Seu trabalho foi tão essencial que, em uma segunda temporada sem ele, "True Detective" não conseguiu envolver o público nem a crítica. Ao invés de voltar para a série, no entanto, Fukunaga decidiu usar o prestígio recém-adquirido para realizar o seu projeto dos sonhos: "Beasts of No Nation", uma adaptação do livro de Uzodinma Iweala.
Fukunaga já havia passado sete anos trabalhando no roteiro do filme, que em 2015 se tornou um dos primeiros lançamentos de destaque da Netflix no filão de longas originais. Mais uma vez, o diretor viajou ao local onde sua história acontecia: no caso, o oeste da África.
Fukunaga filmou em Gana e escalou atores locais para encenar a história do pequeno Agu (Abraham Attah), que se torna uma criança-soldado em meio à Guerra Civil de um país não nomeado da África.
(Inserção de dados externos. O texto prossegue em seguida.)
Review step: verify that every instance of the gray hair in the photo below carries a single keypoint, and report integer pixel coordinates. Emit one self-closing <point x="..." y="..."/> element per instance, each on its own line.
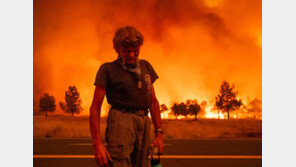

O único astro do elenco é Idris Elba, que há anos é o favorito dos fãs para assumir o papel de James Bond quando Daniel Craig deixá-lo para trás.
De Pennywise a 007
Os anos entre "Beasts of No Nation" e "Maniac" foram um pouco conturbados para o diretor americano. Ele se envolveu na adaptação de "It: A Coisa", clássico de Stephen King, e chegou a entregar um roteiro para o estúdio, além de escalar Will Poulter ("Maze Runner") no papel do palhaço.
Acontece que a visão de Fukunaga era menos "Stranger Things" e mais terror adulto, incorporando as muitas maluquices cósmicas do livro de King. Para isso, Fukunaga também exigia um orçamento muito mais alto do que o estúdio estava disposto a dar.
No fim das contas, os conflitos fizeram com que ele deixasse o projeto, que acabaria sendo dirigido por Andy Muschietti. Fukunaga acabou apenas com um crédito de roteiro no filme, embora seu script tenha sido bastante modificado até chegar à versão que vimos nos cinemas.
No meio tempo, também produziu "The Alienist", que foi distribuída pela Netflix por aqui. Mais uma vez se voltando para o seu amor pela história, Fukunaga escreveu dois episódios da história de um psicólogo, um jornalista e uma detetive investigando os crimes violentos de um serial killer.
Com o lançamento de "Maniac", Fukunaga se prepara para o próximo estágio da carreira. Pensar o que ele pode trazer de novo para a franquia Bond deveria ser excitante até para os fãs mais dedicados do espião britânico.
Como cineasta, Fukunaga sempre busca autenticidade - seus filmes parecem genuínos simplesmente porque, com suas filmagens rigorosas em locação, são. Depois do artificial "007 Contra Spectre", criar um filme de Bond um pouco mais "pé-no-chão" pode ser uma boa ideia.
O americano traz também uma voz autoral clara e determinada para a franquia. Substituindo outro cineasta que tem uma visão muito particular, Danny Boyle ("Quem Quer Ser Um Milionário?"), Fukunaga sem dúvida vai exercer controle criativo maior do que a maioria dos outros diretores que a saga poderia ter contratado.
Em última instância, olhar para a carreira de Cary Fukunaga e imaginar como seria o seu 007 é para lá de animador. Resta esperar o dia 14 de fevereiro de 2020 para ver o resultado em "Bond 25".